# Notebook 6: Bayes' Rule and the Law of Total Probability
***

In this notebook we'll get some more practice with conditional probabilities, total probability, the product rule, and now Bayes' Rule.  We'll also see how we can do some simple random simulations using Numpy to verify our results. 
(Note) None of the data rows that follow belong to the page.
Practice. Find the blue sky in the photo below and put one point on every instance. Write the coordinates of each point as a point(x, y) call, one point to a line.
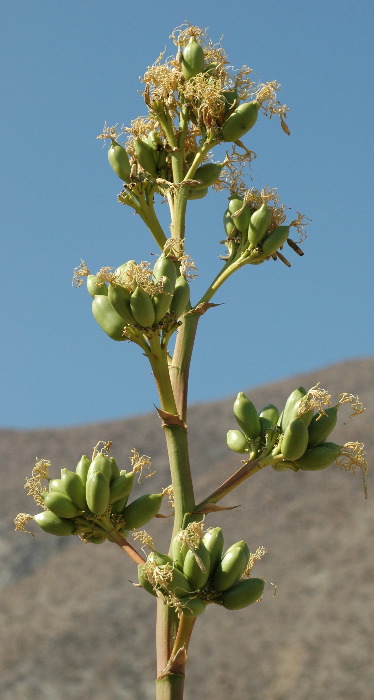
point(70, 66)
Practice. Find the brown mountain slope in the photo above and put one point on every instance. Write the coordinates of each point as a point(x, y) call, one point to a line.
point(73, 626)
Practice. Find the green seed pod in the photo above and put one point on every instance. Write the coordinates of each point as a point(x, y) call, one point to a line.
point(229, 224)
point(240, 121)
point(96, 286)
point(213, 541)
point(231, 567)
point(295, 440)
point(181, 297)
point(321, 426)
point(243, 593)
point(193, 61)
point(293, 398)
point(121, 486)
point(61, 505)
point(106, 316)
point(236, 441)
point(319, 457)
point(119, 161)
point(208, 174)
point(144, 582)
point(142, 308)
point(74, 488)
point(142, 510)
point(164, 267)
point(196, 566)
point(246, 416)
point(270, 412)
point(56, 485)
point(96, 539)
point(83, 467)
point(53, 524)
point(154, 140)
point(197, 193)
point(162, 300)
point(242, 221)
point(275, 240)
point(101, 464)
point(119, 298)
point(145, 156)
point(258, 225)
point(97, 493)
point(192, 607)
point(115, 469)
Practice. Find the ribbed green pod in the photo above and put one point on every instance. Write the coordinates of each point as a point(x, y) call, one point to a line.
point(321, 426)
point(119, 161)
point(246, 416)
point(83, 467)
point(121, 486)
point(74, 488)
point(293, 398)
point(319, 457)
point(193, 61)
point(243, 593)
point(275, 240)
point(97, 493)
point(181, 296)
point(242, 220)
point(142, 308)
point(101, 464)
point(119, 298)
point(61, 505)
point(295, 440)
point(240, 121)
point(259, 224)
point(231, 567)
point(208, 174)
point(162, 300)
point(214, 541)
point(145, 156)
point(236, 441)
point(106, 316)
point(53, 524)
point(196, 566)
point(143, 509)
point(96, 286)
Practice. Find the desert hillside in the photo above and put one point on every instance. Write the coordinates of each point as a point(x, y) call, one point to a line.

We'll need Numpy for this notebook, so let's load it. 

In [1]:
import numpy as np 

### Exercise 1: Bayes' Rule and The Three Doors Problem 
***

Suppose you're on a game show, and you're given the choice of three doors: Behind one door is a car; behind the others, goats. You pick a door, say No. 1, and the host, Monty, who knows what's behind the doors, opens another door, say No. 3, which has a goat. He then says to you, "Do you want to pick door No. 2?" Is it to your advantage to switch your choice?
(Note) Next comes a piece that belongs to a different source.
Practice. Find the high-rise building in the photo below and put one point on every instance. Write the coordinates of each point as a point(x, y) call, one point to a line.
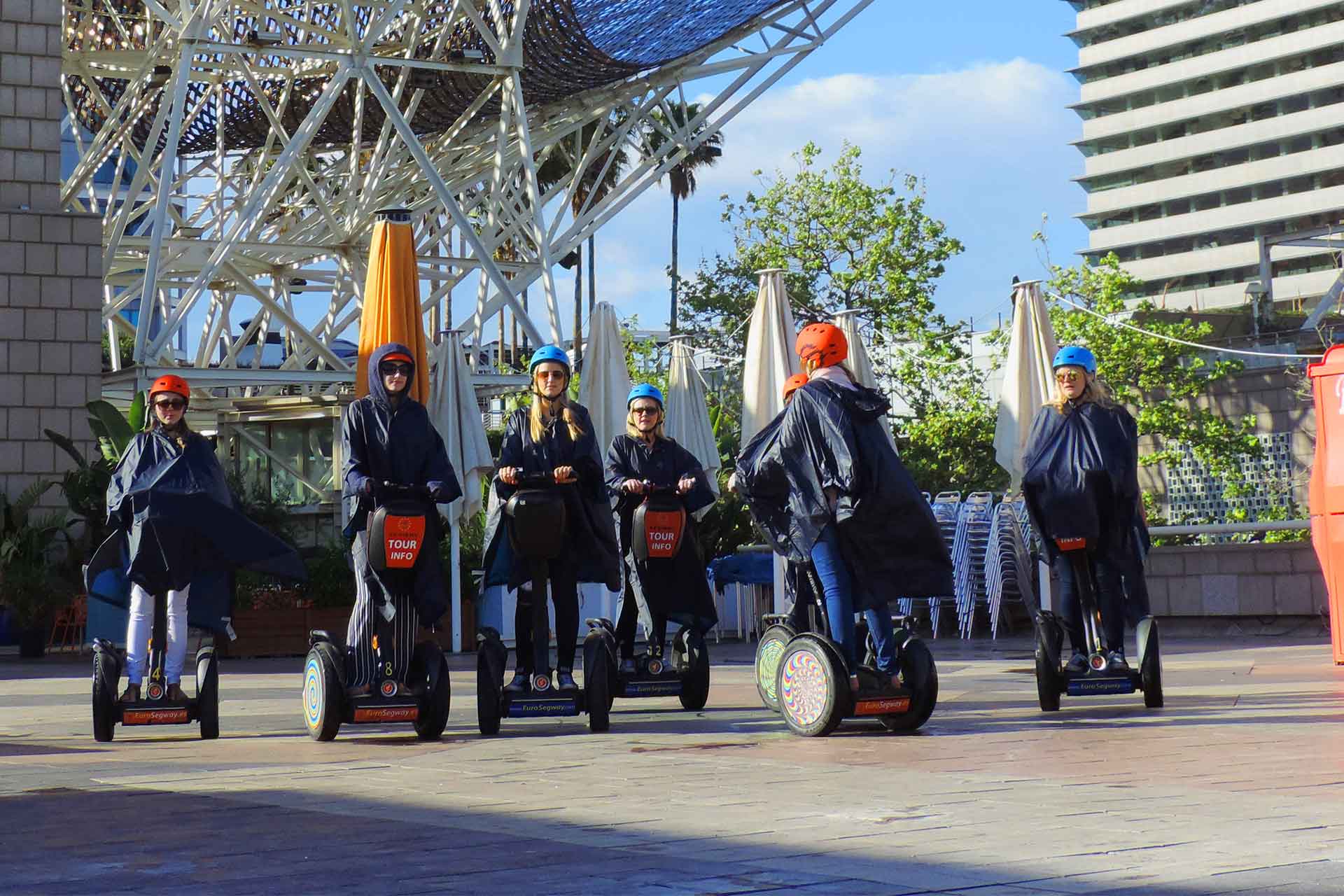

![doors](https://cdn-images-1.medium.com/max/1600/1*fSv7k4vXkOYp8RN7lVeKyA.jpeg)

**Historical notes:** This was never how "Let's Make a Deal" with Monty Hall was played. ([Here](https://www.youtube.com/watch?v=c1BSkquWkDo) is a snippet from an interview with Monty Hall about it.)  It is a problem posed by Marilyn vos Savant in _Parade_ magazine in 1990.  The fallout was intense.  Read more [here](https://priceonomics.com/the-time-everyone-corrected-the-worlds-smartest/) and [here](http://marilynvossavant.com/game-show-problem/).

**Part A**: What does your intuition say?  Is it in your best interest to switch? 

***
**Solution**:  It is in your interest to switch.  It turns out that if you don't switch doors you have a 1/3 probability of winning the car.  If you do switch doors you have a 2/3 probability.  We'll prove this using Bayes rule in the next part, but if this seems sketchy to you, consider a modified game where there are 100 doors with 99 goats and one car.  After making your guess the host (knowing where the car is) opens 98 doors that have goats behind them.  Now does your intuition change? 
***

**Part B**: Let's assume that you pick door number 1 and Monty opens door number 3.  The question then is whether you stick with door number 1 or switch to door number 2.

Let $\color{red}{D_i}$ be the event that the car is actually behind door $i$.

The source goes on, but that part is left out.